As far as play design, I think we can agree that ideas of Player Empowerment rules the day. Enemies don't attack while you're doing executions in D44M, just like aliens don't shoot you from the shadows in NuXCom. The computer can't get over on the player, can't have a trick up it's sleeve that catches the player out, can't exploit careless timing or positioning. They're going to give you a bunch of toys in Mankind Divided and XCom 2, and it doesn't seem that the enemy has much in the way of counter advantages. You want the player to be able to unleash the arsenal on peons every now and then, but there also has to be a continuous supply of obstacles weaved between those moments where they have something you don't have or a better version of what you have. Not just the bosses, either. I mean, you need that if you're not just making a game for idiot scrubs.
Nothing wrong with having faceroll games on the market, but that's what new IPs are for. But don't take Monopoly and turn it into Candyland.
Enemies not attacking while doing a cinematic takedown isn't about player empowerment, it's about dev ego. They need to show off their cinematic takedowns.

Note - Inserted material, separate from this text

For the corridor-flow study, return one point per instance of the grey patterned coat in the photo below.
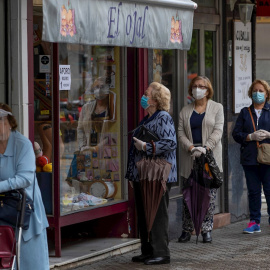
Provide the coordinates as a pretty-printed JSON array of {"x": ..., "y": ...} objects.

If you could be attacked while doing one, you never would because it would be a silly bad decision to. So to make it a viable move, you have to be invulnerable while doing it.
It's not about player empowerment because that would mean actually giving players *power* to do something instead of sitting there watching the cinematic.

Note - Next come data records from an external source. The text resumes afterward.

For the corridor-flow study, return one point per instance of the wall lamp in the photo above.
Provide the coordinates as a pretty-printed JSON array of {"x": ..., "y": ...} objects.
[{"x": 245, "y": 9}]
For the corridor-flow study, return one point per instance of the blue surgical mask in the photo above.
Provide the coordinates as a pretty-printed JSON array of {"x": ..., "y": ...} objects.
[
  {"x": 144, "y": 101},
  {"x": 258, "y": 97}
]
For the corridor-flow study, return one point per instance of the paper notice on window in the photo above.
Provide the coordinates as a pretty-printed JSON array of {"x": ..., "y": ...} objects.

Who knows what reasoning they attempt to use to justify shitty game design. Probably that it is simpler to make the AI stand there/have the player be invincible rather than having the player able to be interrupted (and thus have interrupt animations for the player and AI you're grabbing, as well as the programming of it all).
Dishonored, as lackluster as it was when it comes to Immersive sims, is a notable game for its takedowns. You weren't invincible when performing one (IIRC) and the conditions to execute a takedown weren't entirely retarded.
Laughable. Like saying FO1 is a hybrid turn-based shooter/exploration game with heavy RPG elements. Deus Ex qualifies as an RPG as much as Fallout does. They share a lot in common even. There's next to nothing about Fallout that makes it more "pure", except more traditional PnP-inspired stat systems and taking turns to roll the die.